The crowd in Rome was bigger than expected and spilled out
of a small square that had been slated for a closing rally.
The protesters in Rome locked arms and symbolically circled
the grassy roundabout in central Piazza Venezia, bringing
traffic to a halt.
Some 10,000 people protested peacefully in Genoa, where
last weekend about 200,000 people took the streets during the
Group of Eight (G8) summit of world leaders and a core of
anti-capitalist activists bent on violence clashed with police
and caused millions of dollars of damage.
One protester, Carlo Giuliani, 23, was killed by a police
bullet when he and other demonstrators assaulted a police van.
TRIBUTE
Police and government figures said the officer who fired
the shot was acting in self-defense to escape what they called
a lynching attempt.
Last weekend's demonstration in Genoa began with a huge
banner reading ``You: G8, Us: 6 million.''
In a tribute to the dead protester, the banner that led the
demonstration in Rome read ``You G8, Us: 5,999,999.''
The protesters demanded the resignation of Interior
Minister Claudio Scajola, a senior figure in the conservative
Forza Italia party led by Prime Minister Silvio Berlusconi.

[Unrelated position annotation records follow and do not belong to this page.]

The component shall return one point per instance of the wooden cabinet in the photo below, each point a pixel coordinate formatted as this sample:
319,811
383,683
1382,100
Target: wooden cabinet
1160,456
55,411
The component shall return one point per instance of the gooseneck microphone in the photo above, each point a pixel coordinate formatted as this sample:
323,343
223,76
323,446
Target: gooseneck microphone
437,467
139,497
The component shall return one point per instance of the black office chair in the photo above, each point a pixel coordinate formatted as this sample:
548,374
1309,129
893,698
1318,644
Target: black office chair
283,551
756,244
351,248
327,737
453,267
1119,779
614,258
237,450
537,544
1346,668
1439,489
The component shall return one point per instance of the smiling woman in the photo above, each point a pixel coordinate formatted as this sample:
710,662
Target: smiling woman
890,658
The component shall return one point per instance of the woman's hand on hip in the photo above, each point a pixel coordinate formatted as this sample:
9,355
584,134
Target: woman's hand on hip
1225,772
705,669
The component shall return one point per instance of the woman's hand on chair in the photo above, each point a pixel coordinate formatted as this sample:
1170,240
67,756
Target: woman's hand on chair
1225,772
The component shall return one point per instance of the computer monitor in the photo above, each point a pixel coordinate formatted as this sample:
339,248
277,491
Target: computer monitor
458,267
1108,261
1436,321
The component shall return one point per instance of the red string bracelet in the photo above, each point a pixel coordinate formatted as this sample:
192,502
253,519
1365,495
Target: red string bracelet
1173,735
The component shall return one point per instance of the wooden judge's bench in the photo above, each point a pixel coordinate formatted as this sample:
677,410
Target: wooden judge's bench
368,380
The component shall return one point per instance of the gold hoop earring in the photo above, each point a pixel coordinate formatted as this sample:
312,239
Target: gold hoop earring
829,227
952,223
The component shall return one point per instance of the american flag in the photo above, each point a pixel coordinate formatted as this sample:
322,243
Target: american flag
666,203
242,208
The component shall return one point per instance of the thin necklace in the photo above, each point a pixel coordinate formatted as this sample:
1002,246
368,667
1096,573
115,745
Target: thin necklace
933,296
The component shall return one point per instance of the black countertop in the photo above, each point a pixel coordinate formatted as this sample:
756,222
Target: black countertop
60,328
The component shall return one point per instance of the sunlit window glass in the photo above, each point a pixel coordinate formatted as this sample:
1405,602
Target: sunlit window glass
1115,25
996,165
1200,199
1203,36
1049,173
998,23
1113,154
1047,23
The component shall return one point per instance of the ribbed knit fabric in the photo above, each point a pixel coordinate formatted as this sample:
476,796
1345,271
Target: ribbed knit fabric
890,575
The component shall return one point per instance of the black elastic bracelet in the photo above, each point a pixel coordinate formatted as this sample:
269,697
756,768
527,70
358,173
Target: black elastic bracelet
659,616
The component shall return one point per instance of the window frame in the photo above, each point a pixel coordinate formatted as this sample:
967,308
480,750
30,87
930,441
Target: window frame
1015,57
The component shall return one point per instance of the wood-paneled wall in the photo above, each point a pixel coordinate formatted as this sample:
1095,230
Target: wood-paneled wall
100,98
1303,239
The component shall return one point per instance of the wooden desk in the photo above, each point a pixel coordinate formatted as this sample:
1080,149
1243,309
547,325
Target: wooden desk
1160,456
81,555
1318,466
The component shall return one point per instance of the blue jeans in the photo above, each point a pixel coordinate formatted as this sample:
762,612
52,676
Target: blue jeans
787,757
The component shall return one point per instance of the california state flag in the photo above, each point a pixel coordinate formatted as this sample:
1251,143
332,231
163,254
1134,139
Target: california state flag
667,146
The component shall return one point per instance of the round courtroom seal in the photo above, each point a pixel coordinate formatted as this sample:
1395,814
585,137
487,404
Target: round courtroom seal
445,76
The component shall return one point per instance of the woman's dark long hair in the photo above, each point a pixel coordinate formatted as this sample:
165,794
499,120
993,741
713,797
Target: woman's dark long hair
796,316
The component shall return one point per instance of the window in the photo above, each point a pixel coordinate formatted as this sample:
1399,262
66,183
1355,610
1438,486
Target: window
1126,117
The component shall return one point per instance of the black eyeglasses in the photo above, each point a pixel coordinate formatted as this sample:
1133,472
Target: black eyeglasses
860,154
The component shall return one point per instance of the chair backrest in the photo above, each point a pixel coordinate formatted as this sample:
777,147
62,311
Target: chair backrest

The opposition center-left Olive Tree bloc, which lost a
general election to Berlusconi last May, has put forward a
formal no-confidence motion against Scajola in parliament.
During the summit in Genoa, police arrested 280 protesters,
many of them foreign nationals.
Amnesty International has urged Italy to respect the rights
of protesters detained and allow them access to lawyers and
relatives.
The London-based international human rights organization
said some foreign nationals arrested in Genoa had not yet been
allowed to contact their consulates, lawyers or families.